Lessons from Other Systems: Starting the Group Together (Dresden Files & Masks: A New Generation)

One challenge in starting a new game is getting the group together. To get around that, you can very easily start the group off all together, but that can leave some things feeling a bit off. After all, how did the group come together in the first place?



This question bugged me in several games, so I was really happy when I came across Dresden Files and it had a way to handle it. In Dresden Files - which is an Urban Fantasy genre game where the PCs are expected to work as a group but not as much as in say D&D - as part of character creation you make ties with two other PCs in the game. This is done with stories. You start a story and say how the event began. You then hand it to another player who says how their character progressed the story - for good or ill. It is then handed off to a third player who says how their character resolved the issue - again for good or ill. Everyone does this, and the only rule is no duplicate connections unless there is no other choice.

It works well, but it's not without problems. It's possible to end up with players not connected in a way that is useful to bringing people together. It is also possible that due to a choice being made that two characters won't want to work together. This can be avoided with everyone knowing what the intention is, but I've seen it happen on accident too.
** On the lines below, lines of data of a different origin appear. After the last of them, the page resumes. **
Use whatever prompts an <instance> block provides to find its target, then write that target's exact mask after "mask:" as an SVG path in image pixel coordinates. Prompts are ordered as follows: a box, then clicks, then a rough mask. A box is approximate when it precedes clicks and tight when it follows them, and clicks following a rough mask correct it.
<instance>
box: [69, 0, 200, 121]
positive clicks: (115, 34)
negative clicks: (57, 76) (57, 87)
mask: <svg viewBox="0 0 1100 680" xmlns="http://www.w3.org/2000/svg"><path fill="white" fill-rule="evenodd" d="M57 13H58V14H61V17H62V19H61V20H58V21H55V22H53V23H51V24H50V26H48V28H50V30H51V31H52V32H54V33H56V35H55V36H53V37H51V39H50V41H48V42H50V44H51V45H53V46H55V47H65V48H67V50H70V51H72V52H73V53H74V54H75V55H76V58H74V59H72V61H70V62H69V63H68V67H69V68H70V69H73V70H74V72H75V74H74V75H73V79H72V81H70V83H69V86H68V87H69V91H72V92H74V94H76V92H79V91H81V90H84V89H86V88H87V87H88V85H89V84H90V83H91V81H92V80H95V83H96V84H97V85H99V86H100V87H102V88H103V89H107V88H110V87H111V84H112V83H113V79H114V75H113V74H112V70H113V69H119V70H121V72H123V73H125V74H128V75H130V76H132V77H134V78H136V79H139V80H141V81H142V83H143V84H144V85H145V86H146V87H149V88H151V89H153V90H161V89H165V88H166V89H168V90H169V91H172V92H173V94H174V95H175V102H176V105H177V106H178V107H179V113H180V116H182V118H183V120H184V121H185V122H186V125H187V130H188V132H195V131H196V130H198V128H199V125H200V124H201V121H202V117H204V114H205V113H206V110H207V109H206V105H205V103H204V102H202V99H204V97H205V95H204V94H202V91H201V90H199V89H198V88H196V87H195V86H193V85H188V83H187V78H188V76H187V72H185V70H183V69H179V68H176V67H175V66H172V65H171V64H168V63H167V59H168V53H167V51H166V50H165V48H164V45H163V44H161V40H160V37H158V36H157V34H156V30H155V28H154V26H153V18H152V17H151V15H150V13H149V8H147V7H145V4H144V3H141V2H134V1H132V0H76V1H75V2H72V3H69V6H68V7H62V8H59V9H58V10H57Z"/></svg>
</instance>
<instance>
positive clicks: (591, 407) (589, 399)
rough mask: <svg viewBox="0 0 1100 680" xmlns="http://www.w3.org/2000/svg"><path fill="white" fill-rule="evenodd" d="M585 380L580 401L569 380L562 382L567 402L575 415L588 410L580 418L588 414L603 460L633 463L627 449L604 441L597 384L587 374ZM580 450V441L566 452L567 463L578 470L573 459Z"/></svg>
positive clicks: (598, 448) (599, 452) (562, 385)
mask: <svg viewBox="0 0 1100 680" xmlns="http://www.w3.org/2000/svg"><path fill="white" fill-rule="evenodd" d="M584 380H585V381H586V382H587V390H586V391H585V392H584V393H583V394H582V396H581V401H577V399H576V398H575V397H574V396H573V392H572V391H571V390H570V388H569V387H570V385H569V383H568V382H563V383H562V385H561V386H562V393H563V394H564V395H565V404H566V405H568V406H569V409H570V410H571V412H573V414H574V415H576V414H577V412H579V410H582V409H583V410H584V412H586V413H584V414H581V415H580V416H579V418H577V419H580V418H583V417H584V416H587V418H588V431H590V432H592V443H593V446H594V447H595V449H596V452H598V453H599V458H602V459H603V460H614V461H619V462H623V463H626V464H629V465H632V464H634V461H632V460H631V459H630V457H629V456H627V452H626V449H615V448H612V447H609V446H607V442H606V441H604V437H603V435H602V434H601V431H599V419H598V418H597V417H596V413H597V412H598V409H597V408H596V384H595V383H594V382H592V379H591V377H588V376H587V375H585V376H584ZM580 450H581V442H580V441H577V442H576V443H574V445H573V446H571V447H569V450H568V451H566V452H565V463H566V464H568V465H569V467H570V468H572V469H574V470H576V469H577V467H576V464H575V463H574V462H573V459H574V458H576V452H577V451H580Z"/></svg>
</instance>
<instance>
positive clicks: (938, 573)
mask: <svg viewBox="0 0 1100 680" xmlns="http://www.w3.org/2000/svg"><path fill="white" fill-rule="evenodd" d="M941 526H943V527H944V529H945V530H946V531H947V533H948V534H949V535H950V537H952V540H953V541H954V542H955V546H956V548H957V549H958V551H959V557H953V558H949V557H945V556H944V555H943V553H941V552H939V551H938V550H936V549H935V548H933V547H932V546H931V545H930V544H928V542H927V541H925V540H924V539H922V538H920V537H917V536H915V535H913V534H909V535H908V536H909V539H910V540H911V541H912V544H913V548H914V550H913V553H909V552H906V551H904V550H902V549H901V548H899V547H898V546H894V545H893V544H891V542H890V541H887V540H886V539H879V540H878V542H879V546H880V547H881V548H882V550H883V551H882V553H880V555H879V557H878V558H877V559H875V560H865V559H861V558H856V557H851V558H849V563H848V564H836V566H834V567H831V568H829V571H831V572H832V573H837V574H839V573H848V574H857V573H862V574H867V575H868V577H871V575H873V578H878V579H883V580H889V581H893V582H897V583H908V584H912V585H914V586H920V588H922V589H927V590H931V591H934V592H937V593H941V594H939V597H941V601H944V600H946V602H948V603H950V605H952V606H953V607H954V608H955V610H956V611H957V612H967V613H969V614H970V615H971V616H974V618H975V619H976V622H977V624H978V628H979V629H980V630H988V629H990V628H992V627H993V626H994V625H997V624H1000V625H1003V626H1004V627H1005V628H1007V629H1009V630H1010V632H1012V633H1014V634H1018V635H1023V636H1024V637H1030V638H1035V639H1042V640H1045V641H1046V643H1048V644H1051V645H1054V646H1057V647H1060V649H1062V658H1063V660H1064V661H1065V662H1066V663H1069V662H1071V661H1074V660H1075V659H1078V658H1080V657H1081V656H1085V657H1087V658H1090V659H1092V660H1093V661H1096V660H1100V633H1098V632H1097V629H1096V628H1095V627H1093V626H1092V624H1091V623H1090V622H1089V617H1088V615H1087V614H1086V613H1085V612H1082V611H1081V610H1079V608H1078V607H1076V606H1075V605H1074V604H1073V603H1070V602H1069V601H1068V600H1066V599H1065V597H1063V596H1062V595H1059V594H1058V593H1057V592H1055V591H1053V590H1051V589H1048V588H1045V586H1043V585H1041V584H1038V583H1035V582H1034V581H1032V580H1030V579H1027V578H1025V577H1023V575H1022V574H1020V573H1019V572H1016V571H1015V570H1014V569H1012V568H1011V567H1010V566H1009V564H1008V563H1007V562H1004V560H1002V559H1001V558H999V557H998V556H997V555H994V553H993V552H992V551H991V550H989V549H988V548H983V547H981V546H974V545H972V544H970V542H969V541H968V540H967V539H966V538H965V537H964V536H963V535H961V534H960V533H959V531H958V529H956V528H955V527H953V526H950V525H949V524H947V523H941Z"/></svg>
For starting a whole group together I really like how Masks: A new Generation does it. Now, this works best for games where the group is going to be working together closely a lot - like a superhero game, or D&D type games - but I'm sure it could also be modified easily enough for other games.

How it works is this, each player answers a question about something with the event that relates to their character. In Masks what that question is is defined by the archetype the character plays. So the Beacon says how the group found signs it was something bigger, the Bull tells about a powerful enemy the group took down, and the Delinquent talks about what rules - and whose rules - had to be broken to come out on top.

This works well because everyone is injecting things that interest them, or are tied to their character, into this event. With every addition the event itself gets fleshed out. In the end the group has a whole picture of what happened, everyone has done something to tie themselves to it, and there is a common thread linking everyone together.

Both ways work great. So give one a try if you need to bring people together.